Vik (Shot Callers 2)
Page 92
My baby was frightened. Words couldn’t express how shitty that made me feel. To cause her fear was the last thing I ever wanted.
The departed by my side chuckled darkly. “Don’t worry, Mami. We’ll bring your boy home safe and sound.”
And the inside of my mind turned black. My jaw steeled. A high-pitched whine lit the inside of my ears, and when I turned to the guy with the painted face, I wondered if Roam would miss the cocky fuck when I stuck a blade through his heart.
My hand rose and fisted as I struggled to keep my anger at bay. But I took in a shallow breath and spoke with deathly calm.
“You don’t talk to her.” A warning. His first and last.
The departed’s grin lowered but never left. It was obvious he didn’t give a shit. The guy looked to my woman and repeated himself. “Safe and sound, Mami.”
He spoke like a man protected. But Roam wasn’t here. My eyes wandered his face as I took in his hidden features and assigned him a new title.
Dead man walking.
When the head of the departed made a wide arc with his arm, they began to file out, and I filed out with them with zero reluctance. Out front was a car waiting, and the moment I stepped inside, another man in black handed me a Glock and a ski mask. I took them both without a second thought.
Not an hour later, the job was done.
Surrounded by psychopaths, they egged me on, urged me to pull the trigger, pressed me, yelled and shouted reinforcement that overlapped as I lifted my piece at the old, frightened man sitting in the armchair of his quiet home.
I held my gun with steady hands.
After a moment, the target’s shoulders relaxed as he awaited death.
“Fucking hell, what are you waiting for? Do it already,” came the enraged reaction from the departed who ran this group of feral dogs.
My arm lowered, and the calls ceased.
My decision was final.
I wasn’t doing this.
Without a care for my safety, I turned to look the leader in the eye and pressed my Glock into his hands, my position clear.
With fury in his hard gaze, he didn’t hesitate. He took my gun, lifted it, and shot the elderly man three times in the chest. And when his eyes met mine once more, he shook his head, almost disappointed. “He’s gonna kill you.”
There was no inflection in his tone, no emotion at all. It wasn’t a threat. It was a simple fact.
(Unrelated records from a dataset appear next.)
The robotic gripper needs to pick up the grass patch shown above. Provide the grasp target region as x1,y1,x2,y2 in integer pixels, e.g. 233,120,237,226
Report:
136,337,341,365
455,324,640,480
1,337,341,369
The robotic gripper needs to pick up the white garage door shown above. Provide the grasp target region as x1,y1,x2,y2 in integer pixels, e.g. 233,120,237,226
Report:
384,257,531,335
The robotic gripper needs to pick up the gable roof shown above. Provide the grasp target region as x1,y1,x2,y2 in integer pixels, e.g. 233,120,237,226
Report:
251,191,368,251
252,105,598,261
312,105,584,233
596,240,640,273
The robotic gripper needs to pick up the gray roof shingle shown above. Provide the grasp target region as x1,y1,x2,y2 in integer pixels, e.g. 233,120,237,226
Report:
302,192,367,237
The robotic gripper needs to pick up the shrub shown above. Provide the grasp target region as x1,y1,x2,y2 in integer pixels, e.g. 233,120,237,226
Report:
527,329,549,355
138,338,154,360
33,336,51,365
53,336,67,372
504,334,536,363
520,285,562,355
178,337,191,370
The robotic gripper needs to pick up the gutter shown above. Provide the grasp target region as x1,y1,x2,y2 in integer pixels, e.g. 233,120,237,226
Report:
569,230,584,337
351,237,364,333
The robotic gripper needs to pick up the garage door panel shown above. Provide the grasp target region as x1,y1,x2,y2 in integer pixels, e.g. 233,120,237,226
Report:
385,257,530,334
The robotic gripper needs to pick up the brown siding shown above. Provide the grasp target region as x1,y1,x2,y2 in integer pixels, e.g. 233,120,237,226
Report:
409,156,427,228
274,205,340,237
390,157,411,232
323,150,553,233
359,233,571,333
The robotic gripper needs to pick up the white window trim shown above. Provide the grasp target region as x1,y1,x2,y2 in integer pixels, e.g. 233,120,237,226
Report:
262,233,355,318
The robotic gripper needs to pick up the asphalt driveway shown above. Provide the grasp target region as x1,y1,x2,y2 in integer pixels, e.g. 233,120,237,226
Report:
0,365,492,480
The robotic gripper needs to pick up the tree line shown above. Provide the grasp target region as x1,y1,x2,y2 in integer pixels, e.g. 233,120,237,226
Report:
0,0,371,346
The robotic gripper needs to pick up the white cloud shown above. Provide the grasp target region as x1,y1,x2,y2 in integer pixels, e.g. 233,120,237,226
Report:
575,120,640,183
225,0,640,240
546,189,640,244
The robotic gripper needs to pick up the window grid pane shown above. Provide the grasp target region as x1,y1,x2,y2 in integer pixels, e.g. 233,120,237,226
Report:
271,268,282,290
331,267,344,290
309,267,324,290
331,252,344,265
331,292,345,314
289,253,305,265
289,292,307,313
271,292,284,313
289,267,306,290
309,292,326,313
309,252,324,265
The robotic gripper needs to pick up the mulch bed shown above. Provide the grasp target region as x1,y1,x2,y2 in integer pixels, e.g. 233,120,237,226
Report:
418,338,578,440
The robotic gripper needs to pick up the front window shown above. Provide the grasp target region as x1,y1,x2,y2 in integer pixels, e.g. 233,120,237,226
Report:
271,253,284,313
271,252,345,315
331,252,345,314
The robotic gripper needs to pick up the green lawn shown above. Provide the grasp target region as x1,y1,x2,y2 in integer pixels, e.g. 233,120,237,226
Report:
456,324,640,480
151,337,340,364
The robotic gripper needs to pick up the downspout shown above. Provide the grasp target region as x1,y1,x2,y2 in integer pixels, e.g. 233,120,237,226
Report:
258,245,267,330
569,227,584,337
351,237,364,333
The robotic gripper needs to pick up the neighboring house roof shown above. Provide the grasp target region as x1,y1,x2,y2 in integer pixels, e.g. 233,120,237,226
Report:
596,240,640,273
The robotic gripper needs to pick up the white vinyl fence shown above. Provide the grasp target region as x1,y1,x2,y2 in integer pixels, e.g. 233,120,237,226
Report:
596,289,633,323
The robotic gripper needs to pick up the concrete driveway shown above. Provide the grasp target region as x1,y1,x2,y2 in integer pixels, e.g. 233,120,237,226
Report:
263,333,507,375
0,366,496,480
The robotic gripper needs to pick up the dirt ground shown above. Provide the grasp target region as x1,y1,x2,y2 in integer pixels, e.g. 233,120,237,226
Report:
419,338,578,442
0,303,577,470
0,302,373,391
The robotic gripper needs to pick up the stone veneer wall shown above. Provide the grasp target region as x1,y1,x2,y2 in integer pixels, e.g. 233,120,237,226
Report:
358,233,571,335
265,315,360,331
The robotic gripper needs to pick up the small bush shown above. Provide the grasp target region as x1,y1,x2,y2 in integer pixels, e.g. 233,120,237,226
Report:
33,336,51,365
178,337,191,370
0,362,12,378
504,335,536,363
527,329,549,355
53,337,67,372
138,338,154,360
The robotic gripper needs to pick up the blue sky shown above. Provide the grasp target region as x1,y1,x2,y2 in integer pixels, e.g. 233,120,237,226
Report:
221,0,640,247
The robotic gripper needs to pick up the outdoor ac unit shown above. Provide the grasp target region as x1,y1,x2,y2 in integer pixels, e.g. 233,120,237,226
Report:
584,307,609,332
Roam was going to tear me apart.
An evening wasted. My social standing in disrepair. A madman breathing down my neck.
I didn’t know how much farther I had to fall to reach the bottom of this hole I had dug myself into.
23
Nastasia
Anika sat cross-legged and motionless between my knees. I took the plastic bottle and squeezed more of the chemical-scented cream onto the hair before giving it a light brush and saying, “There.” But one alarming look at the comb had my stomach in knots.
It was clean a moment ago, now full of clumps of her hair. The long copper strands tangled around it defiantly.
Her soft, “Thanks,” sounded almost child-like, and when she brought her knees up and lowered her cheek to them, folding in on herself, my stomach knotted at the way her shoulders stuck out in the sharp, pointy way they were.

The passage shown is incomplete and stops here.